In briefs filed on Monday, the US solicitor general urged the court to take up a pair of lawsuits led by the tech trade group NetChoice. Both Florida and Texas passed laws making it illegal for large social platforms to suspend or punish users, citing long-standing allegations that major platforms are biased against conservatives. A series of temporary injunctions have left the future of these laws in limbo, and Monday’s briefs add new pressure on the Supreme Court to resolve the suits. 

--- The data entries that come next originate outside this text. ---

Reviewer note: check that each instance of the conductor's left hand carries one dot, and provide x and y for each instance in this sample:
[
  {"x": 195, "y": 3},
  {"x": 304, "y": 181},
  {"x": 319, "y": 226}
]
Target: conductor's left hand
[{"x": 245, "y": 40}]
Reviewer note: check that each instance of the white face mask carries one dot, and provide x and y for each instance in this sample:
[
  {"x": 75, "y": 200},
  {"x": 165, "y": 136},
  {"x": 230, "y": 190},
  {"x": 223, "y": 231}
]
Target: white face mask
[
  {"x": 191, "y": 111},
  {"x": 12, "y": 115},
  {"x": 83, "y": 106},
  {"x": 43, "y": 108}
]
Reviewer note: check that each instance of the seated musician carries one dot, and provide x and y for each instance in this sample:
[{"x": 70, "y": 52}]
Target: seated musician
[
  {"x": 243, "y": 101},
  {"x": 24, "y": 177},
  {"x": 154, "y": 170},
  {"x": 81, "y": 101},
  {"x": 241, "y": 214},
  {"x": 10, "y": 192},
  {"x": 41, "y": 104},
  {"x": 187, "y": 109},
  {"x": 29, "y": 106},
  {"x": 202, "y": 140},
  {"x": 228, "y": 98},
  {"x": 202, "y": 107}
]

“The platforms’ content-moderation activities are protected by the First Amendment, and the content-moderation and individualized-explanation requirements impermissibly burden those protected activities,” the briefs read. “The Court should not, however, take up NetChoice’s separate contentions that the laws’ general-disclosure provisions violate the First Amendment and that the laws were motivated by viewpoint discrimination.” That means it will not support overturning a Florida court decision that allows transparency-focused portions of the rules to stand.

The court requested the Biden administration’s input in January.

“The Solicitor General’s brief underscores that both Texas and Florida’s laws are unconstitutional and that the Court should review our cases,” Chris Marchese, director of litigation at NetChoice, said in a statement Monday. “We urge the Court to strike down Texas and Florida’s laws and reaffirm that the Constitution prohibits the government from controlling online speech.”

The administration’s briefs argue that a platform’s decision to moderate content is protected under the First Amendment. 

“Indeed, given the torrent of content created on the platforms, one of their central functions is to make choices about which content will be displayed to which users, in which form and which order,” the briefs read. “The act of culling and curating the content that users see is inherently expressive, even if the speech that is collected is almost wholly provided by users.”

It’s likely that the Supreme Court will take up at least one of these cases.